他の『日本書紀』関連本とは違った視点での記述が多く、『日本書紀』に関してあらゆる面から考えることができます。
(例えば、世界に誇れるグローバル歴史書として『日本書紀』を捉えたり、現在の祝日と『日本書紀』の関連性に言及したり、東京オリンピックでの『日本書紀』の扱い方などなど。)

日本書紀について

奈良時代に成立した日本最古の歴史書。
正史である六国史の第一にあたる。
舎人親王らの撰で、養老四年(七二〇年)に完成。
神代から第四十一代・持統天皇の時代まで取り上げ、漢文・編年体にて記述される。
全三十巻。系図一巻が付随したが散逸。

『日本書紀』に書かれている内容については(神話の部分もありますし)事実か否か意見は分かれるところですが、本書によれば大事なのは『日本書紀』の内容を信じてきた人々が日本という国を作り上げてきた!ということなのだそうです。
日本は建国から王朝が交代していない世界唯一の国です。
世界各国に国史というものが公式文書として存在しますが、交代した王朝が前王朝のことを悪く貶めた記述を書いたり、逆に自分たちを賞賛するような記述を書いたりすることもあるそうです。
しかし日本は王朝の交代がないので、貶めたり賞賛する必要はなく、良いことも(文章には残したくないような)恥ずかしいことも、悪いことも素直に書かれているのだとか。
『日本書紀』が編纂された奈良時代から更に古い時代の記述に関しても、様々な記録を「一書曰(あるふみいわく)」と並列して載せることで、公式文書としての価値を高めています。
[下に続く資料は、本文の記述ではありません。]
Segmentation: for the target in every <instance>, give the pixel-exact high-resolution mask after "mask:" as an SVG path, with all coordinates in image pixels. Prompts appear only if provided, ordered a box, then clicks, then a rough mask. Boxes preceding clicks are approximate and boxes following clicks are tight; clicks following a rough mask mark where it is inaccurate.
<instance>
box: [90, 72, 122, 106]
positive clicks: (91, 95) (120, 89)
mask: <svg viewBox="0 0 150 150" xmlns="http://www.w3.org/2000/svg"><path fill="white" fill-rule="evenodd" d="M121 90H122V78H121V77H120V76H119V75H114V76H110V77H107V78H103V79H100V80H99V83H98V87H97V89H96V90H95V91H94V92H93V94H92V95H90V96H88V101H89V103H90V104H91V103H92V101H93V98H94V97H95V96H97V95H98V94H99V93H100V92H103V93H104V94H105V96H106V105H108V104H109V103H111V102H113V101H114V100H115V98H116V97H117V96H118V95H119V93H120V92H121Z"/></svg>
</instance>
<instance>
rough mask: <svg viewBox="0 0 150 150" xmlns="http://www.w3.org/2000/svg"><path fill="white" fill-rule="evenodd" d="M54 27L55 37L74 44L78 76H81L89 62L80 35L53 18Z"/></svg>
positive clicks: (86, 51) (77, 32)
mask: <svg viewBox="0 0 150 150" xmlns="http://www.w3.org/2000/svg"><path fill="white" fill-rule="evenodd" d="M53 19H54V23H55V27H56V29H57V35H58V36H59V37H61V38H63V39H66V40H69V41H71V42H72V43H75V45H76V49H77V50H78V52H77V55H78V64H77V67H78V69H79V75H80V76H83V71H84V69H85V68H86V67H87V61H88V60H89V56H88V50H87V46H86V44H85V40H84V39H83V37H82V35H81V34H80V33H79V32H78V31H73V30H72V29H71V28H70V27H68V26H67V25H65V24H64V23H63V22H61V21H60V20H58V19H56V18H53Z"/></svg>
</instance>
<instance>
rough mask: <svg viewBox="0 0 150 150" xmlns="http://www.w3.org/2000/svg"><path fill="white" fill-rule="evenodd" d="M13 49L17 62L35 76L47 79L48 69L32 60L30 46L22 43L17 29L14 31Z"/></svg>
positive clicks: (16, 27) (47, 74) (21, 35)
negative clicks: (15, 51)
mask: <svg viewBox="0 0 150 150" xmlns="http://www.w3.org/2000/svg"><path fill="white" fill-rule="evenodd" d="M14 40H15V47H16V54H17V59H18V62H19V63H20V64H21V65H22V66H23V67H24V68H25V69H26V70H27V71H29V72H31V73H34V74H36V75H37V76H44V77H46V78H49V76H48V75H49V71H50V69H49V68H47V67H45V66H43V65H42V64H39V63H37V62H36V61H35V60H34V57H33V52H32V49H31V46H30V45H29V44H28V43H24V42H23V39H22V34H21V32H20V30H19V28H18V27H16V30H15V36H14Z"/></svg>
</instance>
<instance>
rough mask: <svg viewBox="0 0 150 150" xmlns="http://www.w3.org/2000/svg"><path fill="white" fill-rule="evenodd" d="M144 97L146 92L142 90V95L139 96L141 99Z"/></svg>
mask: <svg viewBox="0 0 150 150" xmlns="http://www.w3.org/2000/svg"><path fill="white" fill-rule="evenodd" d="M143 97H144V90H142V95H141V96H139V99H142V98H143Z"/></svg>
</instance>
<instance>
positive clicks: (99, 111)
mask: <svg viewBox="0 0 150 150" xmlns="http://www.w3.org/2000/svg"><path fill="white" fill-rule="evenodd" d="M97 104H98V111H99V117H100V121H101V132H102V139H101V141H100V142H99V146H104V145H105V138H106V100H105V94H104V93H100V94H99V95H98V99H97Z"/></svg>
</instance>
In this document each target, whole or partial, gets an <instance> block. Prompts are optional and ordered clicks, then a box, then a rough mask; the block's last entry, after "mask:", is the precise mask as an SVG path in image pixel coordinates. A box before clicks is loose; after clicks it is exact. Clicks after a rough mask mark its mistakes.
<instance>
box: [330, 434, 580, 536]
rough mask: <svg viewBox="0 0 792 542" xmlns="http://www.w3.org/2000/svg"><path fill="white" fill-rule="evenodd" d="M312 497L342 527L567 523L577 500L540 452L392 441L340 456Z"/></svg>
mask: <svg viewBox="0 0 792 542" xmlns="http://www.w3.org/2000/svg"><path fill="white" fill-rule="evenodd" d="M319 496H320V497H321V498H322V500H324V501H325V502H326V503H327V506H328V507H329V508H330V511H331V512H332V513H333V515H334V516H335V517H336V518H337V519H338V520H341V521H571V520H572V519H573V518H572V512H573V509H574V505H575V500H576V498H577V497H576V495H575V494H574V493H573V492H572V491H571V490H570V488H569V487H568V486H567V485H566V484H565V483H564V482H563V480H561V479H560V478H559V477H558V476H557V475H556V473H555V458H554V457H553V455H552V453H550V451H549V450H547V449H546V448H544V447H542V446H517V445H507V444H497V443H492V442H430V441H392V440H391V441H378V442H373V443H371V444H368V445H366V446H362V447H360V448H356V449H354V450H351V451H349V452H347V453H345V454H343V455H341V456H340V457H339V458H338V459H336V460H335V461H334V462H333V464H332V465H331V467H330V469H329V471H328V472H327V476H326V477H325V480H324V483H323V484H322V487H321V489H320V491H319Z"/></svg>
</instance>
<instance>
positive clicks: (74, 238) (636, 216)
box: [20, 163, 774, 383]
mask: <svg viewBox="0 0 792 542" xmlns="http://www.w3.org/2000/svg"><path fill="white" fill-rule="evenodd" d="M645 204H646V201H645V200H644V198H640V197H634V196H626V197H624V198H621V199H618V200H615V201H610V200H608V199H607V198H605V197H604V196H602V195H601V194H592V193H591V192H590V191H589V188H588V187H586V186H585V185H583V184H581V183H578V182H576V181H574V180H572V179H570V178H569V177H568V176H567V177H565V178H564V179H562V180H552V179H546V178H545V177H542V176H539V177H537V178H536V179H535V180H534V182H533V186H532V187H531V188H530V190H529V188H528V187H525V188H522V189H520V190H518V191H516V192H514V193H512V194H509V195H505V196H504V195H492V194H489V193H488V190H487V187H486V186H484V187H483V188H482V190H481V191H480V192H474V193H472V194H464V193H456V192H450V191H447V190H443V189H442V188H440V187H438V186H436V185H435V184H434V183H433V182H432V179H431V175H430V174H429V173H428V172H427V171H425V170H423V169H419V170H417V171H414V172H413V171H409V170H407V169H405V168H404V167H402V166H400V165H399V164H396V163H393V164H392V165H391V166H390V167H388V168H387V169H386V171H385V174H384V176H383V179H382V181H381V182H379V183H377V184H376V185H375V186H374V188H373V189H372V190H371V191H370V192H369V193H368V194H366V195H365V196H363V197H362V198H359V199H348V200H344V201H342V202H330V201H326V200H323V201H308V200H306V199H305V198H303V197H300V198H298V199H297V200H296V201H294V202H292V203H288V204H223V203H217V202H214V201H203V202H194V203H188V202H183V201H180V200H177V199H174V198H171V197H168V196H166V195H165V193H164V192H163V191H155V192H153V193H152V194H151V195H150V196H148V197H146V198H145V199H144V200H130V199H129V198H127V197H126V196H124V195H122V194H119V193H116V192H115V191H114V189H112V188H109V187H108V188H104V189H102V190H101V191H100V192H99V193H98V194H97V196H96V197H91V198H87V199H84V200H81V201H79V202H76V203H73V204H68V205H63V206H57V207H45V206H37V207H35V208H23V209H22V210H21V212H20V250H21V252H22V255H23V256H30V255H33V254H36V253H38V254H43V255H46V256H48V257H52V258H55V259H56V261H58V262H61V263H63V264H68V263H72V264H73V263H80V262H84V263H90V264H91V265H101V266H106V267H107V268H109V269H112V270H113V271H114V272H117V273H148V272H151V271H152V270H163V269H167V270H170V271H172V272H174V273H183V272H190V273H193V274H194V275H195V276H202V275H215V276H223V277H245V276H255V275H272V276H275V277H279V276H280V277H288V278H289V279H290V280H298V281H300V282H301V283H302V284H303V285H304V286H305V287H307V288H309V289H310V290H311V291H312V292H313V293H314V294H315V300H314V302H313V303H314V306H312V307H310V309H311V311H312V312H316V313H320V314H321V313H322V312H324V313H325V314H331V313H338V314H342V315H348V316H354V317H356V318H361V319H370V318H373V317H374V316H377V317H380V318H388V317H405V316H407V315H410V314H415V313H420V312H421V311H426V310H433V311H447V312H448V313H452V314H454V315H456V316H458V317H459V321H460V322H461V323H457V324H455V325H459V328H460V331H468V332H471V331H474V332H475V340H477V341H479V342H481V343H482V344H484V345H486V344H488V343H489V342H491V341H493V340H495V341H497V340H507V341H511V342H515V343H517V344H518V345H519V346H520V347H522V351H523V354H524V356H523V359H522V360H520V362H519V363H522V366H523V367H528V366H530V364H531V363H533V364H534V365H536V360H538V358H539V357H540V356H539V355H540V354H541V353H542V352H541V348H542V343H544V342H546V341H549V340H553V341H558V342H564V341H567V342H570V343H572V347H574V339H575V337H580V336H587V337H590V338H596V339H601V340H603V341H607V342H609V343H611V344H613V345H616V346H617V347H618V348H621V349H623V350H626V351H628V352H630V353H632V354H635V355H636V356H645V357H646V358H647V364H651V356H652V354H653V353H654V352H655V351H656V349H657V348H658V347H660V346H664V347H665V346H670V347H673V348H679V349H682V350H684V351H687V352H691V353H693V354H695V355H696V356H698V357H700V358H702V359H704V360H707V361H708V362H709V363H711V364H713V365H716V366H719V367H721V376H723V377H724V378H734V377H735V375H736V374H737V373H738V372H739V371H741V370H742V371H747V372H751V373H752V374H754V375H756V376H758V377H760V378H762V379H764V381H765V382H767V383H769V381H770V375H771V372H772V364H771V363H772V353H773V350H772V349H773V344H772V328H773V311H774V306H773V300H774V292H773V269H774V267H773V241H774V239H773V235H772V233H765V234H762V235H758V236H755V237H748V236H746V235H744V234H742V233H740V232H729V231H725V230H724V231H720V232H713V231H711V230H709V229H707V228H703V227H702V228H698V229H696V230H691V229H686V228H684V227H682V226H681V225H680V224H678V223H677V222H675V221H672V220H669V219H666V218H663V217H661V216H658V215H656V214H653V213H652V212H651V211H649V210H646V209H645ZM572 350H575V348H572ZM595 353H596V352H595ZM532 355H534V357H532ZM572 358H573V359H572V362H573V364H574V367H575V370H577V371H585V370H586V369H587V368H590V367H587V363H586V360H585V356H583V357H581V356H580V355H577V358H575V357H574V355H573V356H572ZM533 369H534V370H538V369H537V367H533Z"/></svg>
(これは『古事記』にはないことです)

戦後教育で『古事記』や『日本書紀』は教育現場から遠ざけられた印象がありますが、来年の『日本書紀』編纂1300年を良い契機として、日本人の歴史感・宗教観、更には2000年以上も連綿と続いてきた私たち日本人とは一体どんな存在なのか?を改めて考える為にも、『古事記』『日本書紀』について学ぶ必要性を感じた一冊です。